Krakouer played for the Wooroloo Prison team, which participated in the Mercantile Football Association. Krakouer was released from prison on parole in August 2009, and signed on to play the 2010 football season for Swan Districts in the WAFL. He performed very well for the Swans, winning the Swan Medal as the fairest and best player at the club and the 2010 Sandover Medal as the fairest and best player in the WAFL. He won the Simpson Medal as the best on ground in the Swans' one-point win against Claremont in the WAFL Grand Final, after amassing 42 disposals and kicking four goals, including the game-winning goal in the 33rd minute of the final quarter. A special analysis of the game showed that Krakouer would have polled 290 Champion Data ranking points (Supercoach points) in the game, more than any player has polled in an AFL game since the statistical technique was implemented in 2004.

===AFL return===
On 7 October 2010, Collingwood signed Krakouer. The newly established Gold Coast Suns agreed to pre-list him as one of its ten uncontracted players, and then immediately trade him (along with Jon Ceglar, and a draft pick from each of the fourth, fifth and sixth rounds) to Collingwood in exchange for its first round selection in the 2010 AFL draft (pick number 25 overall). Krakouer was unable to join his new teammates on the club's pre-season training camp in Arizona, as his prior conviction meant he was denied entry to the United States.

Krakouer kicked 35 goals in 23 games in his first season with Collingwood and finished 2nd in the Collingwood goal kicking (behind Travis Cloke - 69 goals), including three goals in the 2011 Grand Final loss to Geelong. He won the 2011 AFL Mark of the Year, receiving the Alex Jesaulenko Medal and a $10,000 cash prize from Hungry Jack's, for his mark in Round 9 against the Adelaide Crows at Etihad Stadium.

Krakouer ruptured his anterior cruciate ligament in a pre-season practice match in February 2012; however, he returned to AFL later in the 2012 season for the final home and away match against Essendon (kicking 1 goal) and the following week he kicked four goals in Collingwood's 38-point loss to the Hawthorn Football Club in the Qualifying Final at the MCG.

In early 2012, Krakouer changed his guernsey number to the number three after John McCarthy was delisted. His father, Jim wore this number for most of his career. However, during his rehabilitation from his knee injury he decided to revert to the number 7 he wore successfully in 2011.

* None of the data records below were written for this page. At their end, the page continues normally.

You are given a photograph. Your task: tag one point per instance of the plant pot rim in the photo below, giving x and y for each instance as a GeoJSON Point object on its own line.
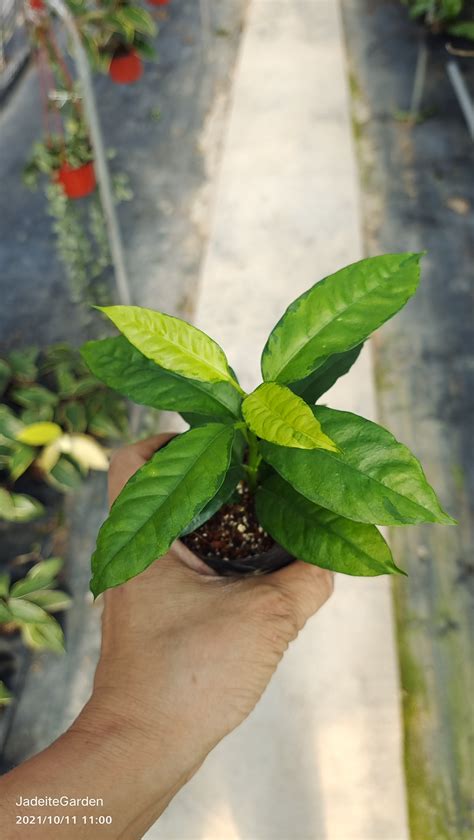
{"type": "Point", "coordinates": [257, 564]}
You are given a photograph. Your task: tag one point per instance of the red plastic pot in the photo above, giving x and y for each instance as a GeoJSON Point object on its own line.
{"type": "Point", "coordinates": [77, 182]}
{"type": "Point", "coordinates": [125, 68]}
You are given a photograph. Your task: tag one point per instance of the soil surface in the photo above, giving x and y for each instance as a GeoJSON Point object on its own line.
{"type": "Point", "coordinates": [233, 533]}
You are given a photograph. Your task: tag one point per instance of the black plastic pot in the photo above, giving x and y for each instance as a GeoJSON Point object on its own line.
{"type": "Point", "coordinates": [260, 564]}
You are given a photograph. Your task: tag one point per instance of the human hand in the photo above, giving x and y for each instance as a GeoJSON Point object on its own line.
{"type": "Point", "coordinates": [194, 651]}
{"type": "Point", "coordinates": [185, 657]}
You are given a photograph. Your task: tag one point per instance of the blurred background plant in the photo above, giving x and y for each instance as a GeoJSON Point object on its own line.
{"type": "Point", "coordinates": [455, 17]}
{"type": "Point", "coordinates": [27, 604]}
{"type": "Point", "coordinates": [54, 418]}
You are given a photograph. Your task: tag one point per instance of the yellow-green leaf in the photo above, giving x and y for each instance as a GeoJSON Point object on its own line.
{"type": "Point", "coordinates": [39, 434]}
{"type": "Point", "coordinates": [277, 415]}
{"type": "Point", "coordinates": [85, 450]}
{"type": "Point", "coordinates": [172, 343]}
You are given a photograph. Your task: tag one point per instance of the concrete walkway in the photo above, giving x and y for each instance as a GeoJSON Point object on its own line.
{"type": "Point", "coordinates": [319, 759]}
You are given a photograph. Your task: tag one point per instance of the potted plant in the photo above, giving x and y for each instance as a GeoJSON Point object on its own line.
{"type": "Point", "coordinates": [264, 477]}
{"type": "Point", "coordinates": [66, 159]}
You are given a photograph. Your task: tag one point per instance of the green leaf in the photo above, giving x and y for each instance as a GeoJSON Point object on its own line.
{"type": "Point", "coordinates": [37, 414]}
{"type": "Point", "coordinates": [122, 367]}
{"type": "Point", "coordinates": [45, 636]}
{"type": "Point", "coordinates": [317, 383]}
{"type": "Point", "coordinates": [25, 611]}
{"type": "Point", "coordinates": [235, 474]}
{"type": "Point", "coordinates": [73, 417]}
{"type": "Point", "coordinates": [372, 479]}
{"type": "Point", "coordinates": [17, 507]}
{"type": "Point", "coordinates": [21, 458]}
{"type": "Point", "coordinates": [39, 434]}
{"type": "Point", "coordinates": [159, 501]}
{"type": "Point", "coordinates": [463, 29]}
{"type": "Point", "coordinates": [23, 364]}
{"type": "Point", "coordinates": [34, 396]}
{"type": "Point", "coordinates": [172, 343]}
{"type": "Point", "coordinates": [319, 536]}
{"type": "Point", "coordinates": [66, 475]}
{"type": "Point", "coordinates": [337, 314]}
{"type": "Point", "coordinates": [4, 584]}
{"type": "Point", "coordinates": [277, 415]}
{"type": "Point", "coordinates": [138, 20]}
{"type": "Point", "coordinates": [6, 696]}
{"type": "Point", "coordinates": [40, 576]}
{"type": "Point", "coordinates": [5, 614]}
{"type": "Point", "coordinates": [5, 376]}
{"type": "Point", "coordinates": [51, 600]}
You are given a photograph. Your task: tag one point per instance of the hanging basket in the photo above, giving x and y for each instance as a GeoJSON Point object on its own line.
{"type": "Point", "coordinates": [125, 68]}
{"type": "Point", "coordinates": [77, 182]}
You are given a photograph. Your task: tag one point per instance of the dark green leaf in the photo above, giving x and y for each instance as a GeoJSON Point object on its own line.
{"type": "Point", "coordinates": [372, 479]}
{"type": "Point", "coordinates": [337, 314]}
{"type": "Point", "coordinates": [317, 383]}
{"type": "Point", "coordinates": [159, 501]}
{"type": "Point", "coordinates": [318, 536]}
{"type": "Point", "coordinates": [122, 367]}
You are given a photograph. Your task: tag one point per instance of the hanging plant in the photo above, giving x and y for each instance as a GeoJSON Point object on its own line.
{"type": "Point", "coordinates": [126, 66]}
{"type": "Point", "coordinates": [67, 160]}
{"type": "Point", "coordinates": [117, 37]}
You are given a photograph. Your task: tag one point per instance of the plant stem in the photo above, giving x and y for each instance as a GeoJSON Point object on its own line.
{"type": "Point", "coordinates": [253, 461]}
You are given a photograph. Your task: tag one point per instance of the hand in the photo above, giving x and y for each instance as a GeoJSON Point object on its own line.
{"type": "Point", "coordinates": [194, 652]}
{"type": "Point", "coordinates": [185, 657]}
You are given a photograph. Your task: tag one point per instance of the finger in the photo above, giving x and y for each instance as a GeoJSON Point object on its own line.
{"type": "Point", "coordinates": [126, 461]}
{"type": "Point", "coordinates": [308, 587]}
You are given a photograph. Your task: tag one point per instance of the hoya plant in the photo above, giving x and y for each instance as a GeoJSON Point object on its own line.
{"type": "Point", "coordinates": [264, 477]}
{"type": "Point", "coordinates": [27, 606]}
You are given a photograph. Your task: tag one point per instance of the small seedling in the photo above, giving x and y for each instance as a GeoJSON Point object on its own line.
{"type": "Point", "coordinates": [274, 467]}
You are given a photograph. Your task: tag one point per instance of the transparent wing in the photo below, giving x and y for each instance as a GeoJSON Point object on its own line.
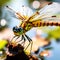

Krakouer was delisted at the end of the 2013 season. In November 2013, Krakouer signed on to play for West Perth for the next 2 years. However, before the beginning of the 2014 season, Krakouer walked away from the contract with West Perth in favour of an employment opportunity in the mining industry; however, the job opportunity did not eventuate and so Krakouer finished his career off at West Perth playing four games.

Krakouer's final League career game and goal tally was 227 games and 271 goals which included:

===AFL===
- Richmond: 102 games / 102 goals
- Collingwood: 35 games / 50 goals

===VFL===
- Coburg Tigers: 39 games / 57 goals
- Collingwood: 14 games / 5 goals

===WAFL===
- Swan Districts: 32 games / 48 goals
- West Perth: 4 games / 8 goals

Krakouer also played in five League Grand Finals in his career and averaged 2.40 goals per game which was an excellent return for a small crumbing forward:

- 2002 AFL Preseason Grand Final for Richmond vs Port Adelaide Football Club (1 goal) at Etihad Stadium.
- 2007 VFL Grand Final for Coburg Tigers vs Geelong (1 goal) at MC Labour Park
- 2010 WAFL Grand Final for Swan Districts vs Claremont Football Club (4 goals) at Subiaco Oval
- 2011 AFL Preseason Grand Final for Collingwood vs Essendon (3 goals) at Etihad Stadium.
- 2011 AFL Grand Final for Collingwood vs Geelong (3 goals) at the MCG.

== Death ==
Krakouer died of a suspected heart attack in Perth, on 30 March 2025, at the age of 42.